Sementara itu, juru bicara Kantor Hak Asasi Manusia PBB Jeremy Laurence, dalam sebuah email pada Hari Senin, mendesak pihak berwenang untuk menanggapi protes sejalan dengan hukum dan standar hak asasi manusia internasional.

Laurence menambahkan, mengizinkan debat luas di seluruh masyarakat dapat "membantu membentuk kebijakan publik, memastikannya dipahami dengan lebih baik dan pada akhirnya lebih efektif."

Sejak Presiden Xi Jinping mengambil alih kekuasaan satu dekade lalu, pihak berwenang telah menekan keras perbedaan pendapat, memperketat kontrol terhadap masyarakat sipil, media dan internet.

Meskipun telah membuat jumlah kematian di China jauh lebih rendah daripada banyak negara lain, kebijakan ketat untuk membasmi virus telah menyebabkan jutaan orang terkurung di dalam negeri dan merusak perekonomian negara terbesar kedua di dunia itu.

dukungan protes pembatasan covid-19 china di kanada
Dukungan protes pembatasan COVID-19 China di Kanada. (Wikimedia Commons/LT1211)

Namun demikian, pejabat China mengatakan itu harus dipertahankan untuk menyelamatkan nyawa, terutama di kalangan orang tua, mengingat tingkat vaksinasi yang rendah.

Beberapa pengunjuk rasa di luar negeri mengatakan giliran mereka untuk menanggung beban yang ditanggung teman dan keluarga mereka.

"Itu yang harus saya lakukan. Ketika saya melihat begitu banyak warga dan mahasiswa China turun ke jalan, perasaan saya adalah mereka memikul jauh lebih banyak daripada yang kita miliki," kata mahasiswa pascasarjana Chiang Seeta, salah satu penyelenggara demonstrasi di Paris pada Hari Minggu, yang menarik sekitar 200 orang.

"Kami sekarang menunjukkan dukungan untuk mereka dari luar negeri," tukas Chiang.

Di luar Pompidou Center di Paris, beberapa pengunjuk rasa membawa bunga dan menyalakan lilin untuk mereka yang tewas dalam kebakaran Xinjiang.

Sekitar 90 orang berkumpul di Shinjuku, salah satu stasiun kereta tersibuk di Tokyo, pada hari Minggu, di antaranya seorang mahasiswa dari Beijing yang mengatakan setiap protes di China terhadap aturan COVID pasti akan menyalahkan Partai Komunis.

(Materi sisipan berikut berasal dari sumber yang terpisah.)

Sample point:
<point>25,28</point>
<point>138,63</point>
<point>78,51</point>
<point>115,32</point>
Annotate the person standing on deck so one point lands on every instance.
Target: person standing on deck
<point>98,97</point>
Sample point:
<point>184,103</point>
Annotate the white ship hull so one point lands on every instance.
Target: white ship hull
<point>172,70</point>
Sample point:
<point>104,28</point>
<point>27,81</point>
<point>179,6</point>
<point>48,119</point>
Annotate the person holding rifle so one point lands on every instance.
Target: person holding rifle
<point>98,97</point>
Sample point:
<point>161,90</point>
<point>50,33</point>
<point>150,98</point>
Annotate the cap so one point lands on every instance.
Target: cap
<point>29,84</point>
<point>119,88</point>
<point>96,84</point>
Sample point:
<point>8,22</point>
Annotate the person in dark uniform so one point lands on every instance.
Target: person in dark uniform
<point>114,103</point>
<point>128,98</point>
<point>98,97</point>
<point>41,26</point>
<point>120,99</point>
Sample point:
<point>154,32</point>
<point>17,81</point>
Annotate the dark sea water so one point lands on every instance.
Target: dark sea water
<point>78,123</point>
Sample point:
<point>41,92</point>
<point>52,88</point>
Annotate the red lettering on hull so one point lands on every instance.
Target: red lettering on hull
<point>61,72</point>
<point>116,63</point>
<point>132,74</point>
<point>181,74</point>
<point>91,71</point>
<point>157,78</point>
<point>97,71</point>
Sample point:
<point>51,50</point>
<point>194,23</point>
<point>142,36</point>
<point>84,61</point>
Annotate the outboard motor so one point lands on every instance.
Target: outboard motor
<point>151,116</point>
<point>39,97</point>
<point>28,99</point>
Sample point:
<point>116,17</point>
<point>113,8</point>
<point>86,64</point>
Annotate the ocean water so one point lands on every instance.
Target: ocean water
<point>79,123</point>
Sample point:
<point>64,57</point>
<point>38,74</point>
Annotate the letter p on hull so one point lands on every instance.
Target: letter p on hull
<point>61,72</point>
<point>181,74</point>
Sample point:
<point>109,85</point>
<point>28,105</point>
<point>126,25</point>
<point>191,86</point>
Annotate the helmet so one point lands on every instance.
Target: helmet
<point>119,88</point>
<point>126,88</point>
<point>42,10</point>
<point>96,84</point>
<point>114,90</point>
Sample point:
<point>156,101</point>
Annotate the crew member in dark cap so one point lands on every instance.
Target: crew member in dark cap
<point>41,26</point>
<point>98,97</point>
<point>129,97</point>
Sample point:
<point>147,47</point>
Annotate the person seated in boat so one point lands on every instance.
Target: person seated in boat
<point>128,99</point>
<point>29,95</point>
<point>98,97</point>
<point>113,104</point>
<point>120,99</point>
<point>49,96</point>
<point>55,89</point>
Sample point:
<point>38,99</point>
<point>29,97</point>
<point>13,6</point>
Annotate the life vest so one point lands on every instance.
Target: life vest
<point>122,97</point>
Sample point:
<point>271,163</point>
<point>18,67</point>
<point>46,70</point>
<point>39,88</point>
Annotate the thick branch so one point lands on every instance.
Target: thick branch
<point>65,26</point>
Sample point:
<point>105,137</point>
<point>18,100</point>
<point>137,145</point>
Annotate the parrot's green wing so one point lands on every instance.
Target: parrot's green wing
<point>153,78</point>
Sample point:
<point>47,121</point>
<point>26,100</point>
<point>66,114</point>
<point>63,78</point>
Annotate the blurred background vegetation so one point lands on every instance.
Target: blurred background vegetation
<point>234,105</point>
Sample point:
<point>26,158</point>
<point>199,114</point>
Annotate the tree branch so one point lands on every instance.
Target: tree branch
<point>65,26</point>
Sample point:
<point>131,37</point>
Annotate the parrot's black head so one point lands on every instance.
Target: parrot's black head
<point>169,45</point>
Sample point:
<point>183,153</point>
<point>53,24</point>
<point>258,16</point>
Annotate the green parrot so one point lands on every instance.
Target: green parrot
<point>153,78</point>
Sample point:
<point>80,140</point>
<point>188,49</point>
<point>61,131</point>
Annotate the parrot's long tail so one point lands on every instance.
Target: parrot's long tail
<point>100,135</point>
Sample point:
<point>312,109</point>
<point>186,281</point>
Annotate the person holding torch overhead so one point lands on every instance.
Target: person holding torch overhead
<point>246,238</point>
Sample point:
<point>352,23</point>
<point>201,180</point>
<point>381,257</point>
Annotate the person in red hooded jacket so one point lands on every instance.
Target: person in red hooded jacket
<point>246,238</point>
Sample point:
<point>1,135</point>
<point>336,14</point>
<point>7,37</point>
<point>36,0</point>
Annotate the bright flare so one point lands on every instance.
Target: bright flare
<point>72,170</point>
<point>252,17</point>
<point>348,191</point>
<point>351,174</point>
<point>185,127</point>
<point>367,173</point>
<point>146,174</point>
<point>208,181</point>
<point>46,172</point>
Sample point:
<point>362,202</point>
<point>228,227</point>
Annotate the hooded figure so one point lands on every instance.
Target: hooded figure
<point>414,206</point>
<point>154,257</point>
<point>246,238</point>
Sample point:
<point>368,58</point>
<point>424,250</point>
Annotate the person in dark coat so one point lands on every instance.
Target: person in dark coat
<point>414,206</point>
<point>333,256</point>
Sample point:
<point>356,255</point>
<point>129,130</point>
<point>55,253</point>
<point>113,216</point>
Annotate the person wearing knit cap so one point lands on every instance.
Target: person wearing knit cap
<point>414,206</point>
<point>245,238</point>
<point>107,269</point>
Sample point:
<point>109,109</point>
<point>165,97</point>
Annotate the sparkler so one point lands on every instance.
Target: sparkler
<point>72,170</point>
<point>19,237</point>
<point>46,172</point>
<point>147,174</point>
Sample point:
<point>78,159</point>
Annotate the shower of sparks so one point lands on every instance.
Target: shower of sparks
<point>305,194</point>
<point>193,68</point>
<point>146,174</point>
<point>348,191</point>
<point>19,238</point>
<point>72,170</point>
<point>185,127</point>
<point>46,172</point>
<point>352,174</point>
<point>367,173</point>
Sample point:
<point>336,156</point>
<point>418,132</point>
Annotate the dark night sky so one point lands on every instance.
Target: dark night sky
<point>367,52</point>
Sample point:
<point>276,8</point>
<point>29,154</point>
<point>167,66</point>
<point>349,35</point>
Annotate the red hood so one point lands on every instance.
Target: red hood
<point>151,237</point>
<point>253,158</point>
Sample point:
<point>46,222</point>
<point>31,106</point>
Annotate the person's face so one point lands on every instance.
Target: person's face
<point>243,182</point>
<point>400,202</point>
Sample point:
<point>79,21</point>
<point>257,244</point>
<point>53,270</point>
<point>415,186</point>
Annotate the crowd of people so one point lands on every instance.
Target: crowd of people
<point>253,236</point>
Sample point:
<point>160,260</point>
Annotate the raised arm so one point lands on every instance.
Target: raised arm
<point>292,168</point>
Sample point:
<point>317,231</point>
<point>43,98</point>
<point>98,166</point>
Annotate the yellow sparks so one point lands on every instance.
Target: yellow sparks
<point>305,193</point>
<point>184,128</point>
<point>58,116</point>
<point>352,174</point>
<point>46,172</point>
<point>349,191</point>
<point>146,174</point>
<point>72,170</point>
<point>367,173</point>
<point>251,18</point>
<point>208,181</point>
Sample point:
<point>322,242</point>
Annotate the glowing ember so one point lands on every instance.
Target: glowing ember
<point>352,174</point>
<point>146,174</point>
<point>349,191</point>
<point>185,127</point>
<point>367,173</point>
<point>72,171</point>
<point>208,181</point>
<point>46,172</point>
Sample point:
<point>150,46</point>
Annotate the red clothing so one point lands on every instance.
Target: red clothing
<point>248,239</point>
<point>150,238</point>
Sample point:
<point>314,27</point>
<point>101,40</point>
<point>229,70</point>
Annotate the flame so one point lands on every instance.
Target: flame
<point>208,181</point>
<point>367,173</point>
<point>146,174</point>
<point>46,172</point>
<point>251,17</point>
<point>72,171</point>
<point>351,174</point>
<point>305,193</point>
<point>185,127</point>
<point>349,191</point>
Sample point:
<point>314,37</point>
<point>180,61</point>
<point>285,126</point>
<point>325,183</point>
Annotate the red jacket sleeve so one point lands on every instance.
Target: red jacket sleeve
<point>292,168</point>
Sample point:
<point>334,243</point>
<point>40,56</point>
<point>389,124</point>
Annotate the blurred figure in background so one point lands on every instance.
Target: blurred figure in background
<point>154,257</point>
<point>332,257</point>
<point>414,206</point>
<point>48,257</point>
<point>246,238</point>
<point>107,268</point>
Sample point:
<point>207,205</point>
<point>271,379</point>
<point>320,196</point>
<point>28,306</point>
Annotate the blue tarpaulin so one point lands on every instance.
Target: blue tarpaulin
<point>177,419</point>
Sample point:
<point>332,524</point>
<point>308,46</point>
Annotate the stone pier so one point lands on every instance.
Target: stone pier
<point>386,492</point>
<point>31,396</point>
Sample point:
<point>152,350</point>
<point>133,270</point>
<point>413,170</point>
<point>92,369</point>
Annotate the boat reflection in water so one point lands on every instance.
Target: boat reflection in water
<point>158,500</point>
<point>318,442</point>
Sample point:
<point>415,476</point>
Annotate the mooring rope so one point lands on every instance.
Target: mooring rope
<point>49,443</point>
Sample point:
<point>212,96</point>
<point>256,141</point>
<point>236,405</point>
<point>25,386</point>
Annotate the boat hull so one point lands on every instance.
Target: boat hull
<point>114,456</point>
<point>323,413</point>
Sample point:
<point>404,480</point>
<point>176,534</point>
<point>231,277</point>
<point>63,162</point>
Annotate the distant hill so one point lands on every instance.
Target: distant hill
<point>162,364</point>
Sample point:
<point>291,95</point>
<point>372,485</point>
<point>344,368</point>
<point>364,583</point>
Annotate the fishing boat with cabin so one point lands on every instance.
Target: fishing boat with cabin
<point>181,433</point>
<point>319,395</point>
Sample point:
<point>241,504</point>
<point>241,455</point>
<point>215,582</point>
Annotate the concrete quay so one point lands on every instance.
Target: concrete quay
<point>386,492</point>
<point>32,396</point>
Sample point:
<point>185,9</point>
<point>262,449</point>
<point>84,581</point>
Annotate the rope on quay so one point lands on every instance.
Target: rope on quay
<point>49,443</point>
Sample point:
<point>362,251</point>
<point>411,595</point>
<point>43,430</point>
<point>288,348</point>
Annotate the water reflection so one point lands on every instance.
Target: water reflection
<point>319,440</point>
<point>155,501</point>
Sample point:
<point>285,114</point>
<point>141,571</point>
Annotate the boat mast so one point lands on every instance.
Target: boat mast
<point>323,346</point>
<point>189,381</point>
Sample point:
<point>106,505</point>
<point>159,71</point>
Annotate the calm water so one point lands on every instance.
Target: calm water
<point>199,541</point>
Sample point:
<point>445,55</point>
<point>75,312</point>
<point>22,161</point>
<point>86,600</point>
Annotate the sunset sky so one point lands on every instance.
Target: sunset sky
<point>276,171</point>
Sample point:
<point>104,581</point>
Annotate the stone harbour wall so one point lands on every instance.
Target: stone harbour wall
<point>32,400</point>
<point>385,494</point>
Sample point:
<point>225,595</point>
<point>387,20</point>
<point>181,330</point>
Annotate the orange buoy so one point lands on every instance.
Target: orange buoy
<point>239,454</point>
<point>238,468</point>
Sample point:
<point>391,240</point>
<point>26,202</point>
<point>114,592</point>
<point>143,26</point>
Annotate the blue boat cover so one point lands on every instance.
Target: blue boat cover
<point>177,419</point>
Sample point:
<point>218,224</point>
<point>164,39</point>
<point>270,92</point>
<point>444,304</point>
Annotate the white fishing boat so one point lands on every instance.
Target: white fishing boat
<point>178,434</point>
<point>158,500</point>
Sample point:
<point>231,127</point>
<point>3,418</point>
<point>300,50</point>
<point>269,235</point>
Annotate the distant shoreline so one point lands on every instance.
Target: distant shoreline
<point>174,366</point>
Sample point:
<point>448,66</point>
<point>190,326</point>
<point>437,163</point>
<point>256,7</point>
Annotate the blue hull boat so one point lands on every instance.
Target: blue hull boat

"Intinya adalah sistem China," kata mahasiswa tersebut, yang meminta untuk diidentifikasi hanya sebagai Emmanuel.

Tetapi beberapa pengunjuk rasa merasa tidak nyaman dengan slogan-slogan yang lebih agresif.

Seorang penyelenggara protes yang direncanakan pada Senin malam di Universitas Columbia di New York, yang meminta untuk diidentifikasi sebagai Shawn, mengatakan dia akan menghindari isu-isu sensitif seperti status Taiwan dan pengasingan massal etnis Uighur di Xinjiang oleh China.

"Kami tahu itu mungkin mengasingkan banyak orang," kata Shawn yang berasal dari Kota Fuzhou di China.

Menanggapi hal ini, seorang juru bicara Kementerian Luar Negeri China mengatakan dalam pengarahan rutin Hari Senin, China tidak mengetahui adanya protes di luar negeri yang menyerukan diakhirinya kebijakan nol-COVID.

Ditanya tentang protes di dalam negeri, juru bicara mengatakan pertanyaan itu tidak "mencerminkan apa yang sebenarnya terjadi", mengatakan China yakin perang melawan COVID akan berhasil dengan kepemimpinan partai dan kerja sama rakyat.